[PATCH v3 1/2] cpufreq: Don't destroy/realloc policy/sysfs on hotplug/suspend

From: viresh.kumar@linaro.org (Viresh Kumar)
To: linux-arm-kernel@lists.infradead.org
Subject: [PATCH v3 1/2] cpufreq: Don't destroy/realloc policy/sysfs on hotplug/suspend
Date: Thu, 17 Jul 2014 11:54:12 +0530	[thread overview]
Message-ID: <CAKohpom5BQU+-wkohQYD4sdh4D0gZf0hmHgajPF1hDvxX4NBmw@mail.gmail.com> (raw)
In-Reply-To: <53C6DFAD.8030109@codeaurora.org>

On 17 July 2014 01:55, Saravana Kannan <skannan@codeaurora.org> wrote:
> On 07/16/2014 01:24 AM, Viresh Kumar wrote:
>> Also, its not the duty of this routine to find which one is the policy cpu
>> as
>> that is done by __cpufreq_add_dev(). And so in case we need to make
>> first cpu of a mask as policy->cpu, it should be done in
>> __cpufreq_add_dev()
>> and not here. This one should just follow the orders :)
>
>
> This is a new function. And that split up might have made sense earlier. But
> not so much anymore since I'm sharing a lot of code between
> __cpufreq_add_dev() and __cpufreq_remove_dev(). There's not reason to stick
> with the previous split of up work if it doesn't apply well anymore.
>
> Please give this a second thought. Maybe it'll make more sense after I split
> this up into smaller patches.

Don't worry I am all open to good suggestions :)

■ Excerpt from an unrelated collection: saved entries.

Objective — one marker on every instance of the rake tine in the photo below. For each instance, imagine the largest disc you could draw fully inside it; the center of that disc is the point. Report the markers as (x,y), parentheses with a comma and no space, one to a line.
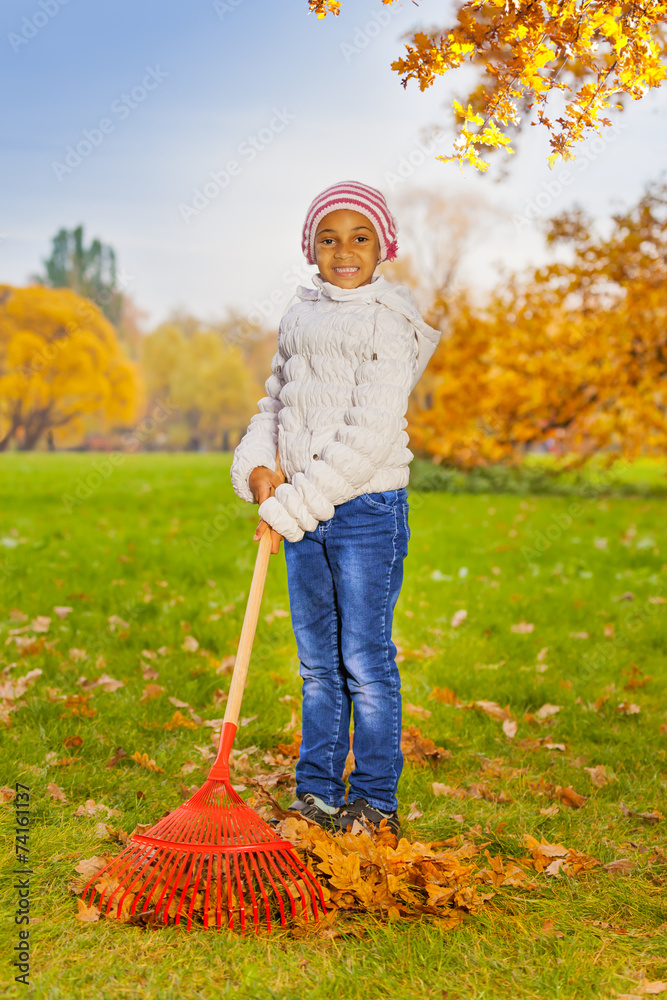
(240,890)
(230,908)
(253,862)
(263,862)
(213,848)
(199,868)
(288,871)
(253,897)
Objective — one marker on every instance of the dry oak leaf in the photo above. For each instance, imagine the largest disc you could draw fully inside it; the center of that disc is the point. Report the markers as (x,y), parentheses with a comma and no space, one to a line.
(78,705)
(419,749)
(417,711)
(291,749)
(628,708)
(599,775)
(143,760)
(569,797)
(178,719)
(441,789)
(86,914)
(55,792)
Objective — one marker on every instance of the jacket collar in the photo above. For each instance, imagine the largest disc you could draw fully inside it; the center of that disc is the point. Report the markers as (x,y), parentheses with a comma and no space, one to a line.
(364,293)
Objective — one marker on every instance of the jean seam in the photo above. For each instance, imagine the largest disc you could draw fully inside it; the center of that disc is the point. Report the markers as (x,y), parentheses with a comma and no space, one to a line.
(380,506)
(337,714)
(395,735)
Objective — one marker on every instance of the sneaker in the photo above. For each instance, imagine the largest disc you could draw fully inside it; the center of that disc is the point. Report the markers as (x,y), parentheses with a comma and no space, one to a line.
(317,811)
(368,816)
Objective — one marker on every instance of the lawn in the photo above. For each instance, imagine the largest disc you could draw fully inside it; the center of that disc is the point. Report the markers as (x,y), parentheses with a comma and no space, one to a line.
(155,553)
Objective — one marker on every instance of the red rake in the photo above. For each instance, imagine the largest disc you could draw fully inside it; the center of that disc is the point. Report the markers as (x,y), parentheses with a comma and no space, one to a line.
(213,855)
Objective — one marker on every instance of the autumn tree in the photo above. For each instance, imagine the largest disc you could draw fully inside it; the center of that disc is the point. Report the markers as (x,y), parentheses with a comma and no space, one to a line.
(574,351)
(89,271)
(60,363)
(437,232)
(205,377)
(591,52)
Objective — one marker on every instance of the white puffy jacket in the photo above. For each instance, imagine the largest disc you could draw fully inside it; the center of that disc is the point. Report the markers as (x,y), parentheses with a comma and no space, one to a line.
(347,360)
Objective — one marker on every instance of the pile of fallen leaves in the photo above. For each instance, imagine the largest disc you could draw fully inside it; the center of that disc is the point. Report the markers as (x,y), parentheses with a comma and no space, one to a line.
(370,871)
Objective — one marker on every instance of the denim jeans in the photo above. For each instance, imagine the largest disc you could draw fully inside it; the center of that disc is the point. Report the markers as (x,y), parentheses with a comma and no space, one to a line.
(344,580)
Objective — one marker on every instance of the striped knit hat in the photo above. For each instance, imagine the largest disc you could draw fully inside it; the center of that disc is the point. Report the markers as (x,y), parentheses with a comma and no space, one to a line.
(360,198)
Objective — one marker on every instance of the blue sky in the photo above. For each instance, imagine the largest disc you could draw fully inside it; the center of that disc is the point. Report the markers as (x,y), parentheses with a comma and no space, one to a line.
(182,89)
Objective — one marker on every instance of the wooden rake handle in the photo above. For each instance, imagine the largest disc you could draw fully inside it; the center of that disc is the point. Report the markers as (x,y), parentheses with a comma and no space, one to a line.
(248,630)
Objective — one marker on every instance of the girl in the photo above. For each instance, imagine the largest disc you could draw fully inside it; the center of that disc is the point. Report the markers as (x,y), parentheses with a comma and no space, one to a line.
(350,351)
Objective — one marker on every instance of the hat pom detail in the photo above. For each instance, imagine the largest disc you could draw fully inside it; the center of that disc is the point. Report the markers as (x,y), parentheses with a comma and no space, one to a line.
(392,250)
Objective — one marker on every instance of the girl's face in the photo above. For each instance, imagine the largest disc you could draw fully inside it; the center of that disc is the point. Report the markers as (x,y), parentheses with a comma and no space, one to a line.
(347,249)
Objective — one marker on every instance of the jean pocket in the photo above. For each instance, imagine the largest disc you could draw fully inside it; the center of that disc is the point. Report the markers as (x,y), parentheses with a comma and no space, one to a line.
(387,500)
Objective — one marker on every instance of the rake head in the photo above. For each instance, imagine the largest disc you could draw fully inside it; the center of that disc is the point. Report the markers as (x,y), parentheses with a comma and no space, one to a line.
(211,861)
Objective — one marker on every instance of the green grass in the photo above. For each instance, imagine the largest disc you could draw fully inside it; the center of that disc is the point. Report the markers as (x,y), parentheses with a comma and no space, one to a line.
(174,519)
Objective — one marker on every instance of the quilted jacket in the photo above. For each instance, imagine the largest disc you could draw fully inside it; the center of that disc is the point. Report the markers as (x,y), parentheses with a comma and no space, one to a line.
(335,404)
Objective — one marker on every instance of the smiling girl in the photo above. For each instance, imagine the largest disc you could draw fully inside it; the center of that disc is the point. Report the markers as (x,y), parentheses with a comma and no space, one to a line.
(350,351)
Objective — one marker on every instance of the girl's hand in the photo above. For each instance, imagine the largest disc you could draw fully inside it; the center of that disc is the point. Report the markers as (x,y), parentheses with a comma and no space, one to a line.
(262,482)
(276,539)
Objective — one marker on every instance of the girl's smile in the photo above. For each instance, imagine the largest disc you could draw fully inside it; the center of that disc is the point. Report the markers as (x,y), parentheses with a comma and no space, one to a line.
(347,248)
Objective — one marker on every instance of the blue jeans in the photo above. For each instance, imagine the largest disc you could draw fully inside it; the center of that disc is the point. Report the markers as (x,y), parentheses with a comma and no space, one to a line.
(344,580)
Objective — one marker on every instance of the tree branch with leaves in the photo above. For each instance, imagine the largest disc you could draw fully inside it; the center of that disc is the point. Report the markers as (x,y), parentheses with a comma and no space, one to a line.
(594,52)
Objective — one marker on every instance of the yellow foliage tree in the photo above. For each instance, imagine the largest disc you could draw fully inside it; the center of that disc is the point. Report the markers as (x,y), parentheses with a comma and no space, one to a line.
(204,377)
(60,362)
(592,51)
(575,352)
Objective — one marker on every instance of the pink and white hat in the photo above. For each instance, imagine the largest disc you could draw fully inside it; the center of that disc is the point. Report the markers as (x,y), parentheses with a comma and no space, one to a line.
(359,198)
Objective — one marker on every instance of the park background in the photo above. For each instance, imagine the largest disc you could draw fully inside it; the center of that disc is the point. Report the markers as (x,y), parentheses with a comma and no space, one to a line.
(157,165)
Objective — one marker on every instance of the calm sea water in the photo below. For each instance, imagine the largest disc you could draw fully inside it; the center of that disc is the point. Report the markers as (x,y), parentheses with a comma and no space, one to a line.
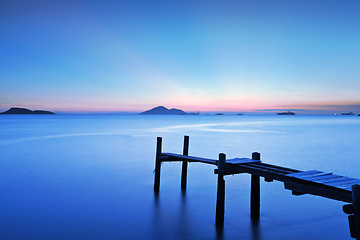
(91,176)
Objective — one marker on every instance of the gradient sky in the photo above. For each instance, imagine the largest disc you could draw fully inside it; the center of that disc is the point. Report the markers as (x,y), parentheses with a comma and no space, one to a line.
(194,55)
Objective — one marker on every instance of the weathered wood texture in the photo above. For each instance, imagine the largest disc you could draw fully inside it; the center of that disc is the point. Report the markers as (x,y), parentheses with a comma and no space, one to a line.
(157,165)
(312,182)
(255,192)
(220,200)
(185,163)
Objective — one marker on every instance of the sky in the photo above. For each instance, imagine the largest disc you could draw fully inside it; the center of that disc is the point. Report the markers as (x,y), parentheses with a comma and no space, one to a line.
(198,55)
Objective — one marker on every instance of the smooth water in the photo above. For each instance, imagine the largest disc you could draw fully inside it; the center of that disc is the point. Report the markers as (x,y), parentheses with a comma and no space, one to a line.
(91,176)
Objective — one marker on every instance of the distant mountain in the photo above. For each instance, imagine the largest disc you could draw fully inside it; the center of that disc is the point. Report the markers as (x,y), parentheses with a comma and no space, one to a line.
(15,110)
(161,110)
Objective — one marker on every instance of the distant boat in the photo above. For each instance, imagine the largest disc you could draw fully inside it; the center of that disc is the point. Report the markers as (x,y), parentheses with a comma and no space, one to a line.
(161,110)
(286,113)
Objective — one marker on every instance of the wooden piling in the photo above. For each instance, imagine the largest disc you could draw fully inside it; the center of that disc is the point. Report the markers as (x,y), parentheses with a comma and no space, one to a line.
(255,192)
(157,165)
(356,204)
(185,163)
(220,200)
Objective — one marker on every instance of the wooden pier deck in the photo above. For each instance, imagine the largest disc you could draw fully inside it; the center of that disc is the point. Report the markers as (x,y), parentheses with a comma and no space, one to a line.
(313,182)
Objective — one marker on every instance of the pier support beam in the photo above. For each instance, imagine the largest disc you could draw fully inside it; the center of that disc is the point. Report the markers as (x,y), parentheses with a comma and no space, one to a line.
(356,204)
(185,163)
(255,192)
(157,165)
(220,200)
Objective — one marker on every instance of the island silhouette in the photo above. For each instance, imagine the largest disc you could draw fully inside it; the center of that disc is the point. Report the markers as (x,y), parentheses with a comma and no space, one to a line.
(161,110)
(16,110)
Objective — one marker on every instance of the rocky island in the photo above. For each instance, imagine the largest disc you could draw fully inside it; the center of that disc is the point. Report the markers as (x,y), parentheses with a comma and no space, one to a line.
(161,110)
(15,110)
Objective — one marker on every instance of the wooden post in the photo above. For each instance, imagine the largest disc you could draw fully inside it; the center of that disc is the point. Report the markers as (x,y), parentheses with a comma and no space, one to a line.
(157,165)
(356,204)
(185,163)
(255,192)
(220,200)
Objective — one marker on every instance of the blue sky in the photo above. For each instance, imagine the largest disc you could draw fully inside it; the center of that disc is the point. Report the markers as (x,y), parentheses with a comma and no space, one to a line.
(196,55)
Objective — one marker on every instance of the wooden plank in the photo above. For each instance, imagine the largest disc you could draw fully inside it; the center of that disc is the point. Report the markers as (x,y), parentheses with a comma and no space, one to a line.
(316,175)
(298,174)
(343,184)
(327,192)
(174,157)
(321,178)
(348,187)
(241,160)
(338,181)
(267,167)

So, this is why I see your idea of first cpu in related_cpus is good:
- cpufreq_dev_symlink() is called while adding/removing links now
- And we must know which CPU owns kobj in the first place, as there
is no symlink there.
- To be guaranteed about that, first-cpu logic makes sense and I can see
why you did it this way.
- If we want to do it myway, i.e. using policy->cpu there is a problem.
policy->cpu may change and we have to keep another field like:
policy->sysfs_cpu to track sysfs master. That's bad..

This is what you wanted to hear, isn't it ? :)

But, as usual I have few concerns:
- As we talked in another thread consider this scenario:
- Dual cluster system, 4 CPUs per cluster. Cluser0: cpu0-3, Cluster1: 4-7.
- CPU 4 failed to come online on boot, but it is still the first cpu of
related_cpus. It can still come online later on if we fix things somehow.
- We CAN'T guarantee that first CPU of related_cpus will have a sysfs
directory for itself, as it may have failed to comeup in the first place..
- What can we do now? Go to next CPU? Maybe yes, but then we *have*
to track policy->sysfs_cpu. Isn't it?

If that's the case, lets track sysfs_cpu and lets make it equal to policy->cpu
instead of the first-cpu logic :)

I know you don't like me much by now :) Just kidding.

>> Keep this please, it might be useful while debugging.
>
>
> Reluctant ok. We don't add/remove these files anymore in a common scenario.
> So, it's not going to be very helpful. I'll also have to do a add ? Add :
> Remove blurb for the print.

May still be useful :). For example:
- In IKS (In kernel switcher: which you may use for you b.L implementation), we
can turn IKS on/off at runtime and the only way it works is by
unregistering/registering
cpufreq driver. And this will be useful there. Also we might want to know what
went wrong while porting a cpufreq driver for a platform initially.

>>> +       dev = get_cpu_device(cpumask_first(policy->related_cpus));
>>> +       if (!dev)
>>> +               return -EINVAL;
>>
>>
>> Again, deciding which cpu is policy->cpu here is wrong. Just follow
>> orders of __cpufreq_add_dev().
>
> But that's not what I'm doing here?

Yeah, I misread that earlier. So take my comment for sysfs-cpu here :)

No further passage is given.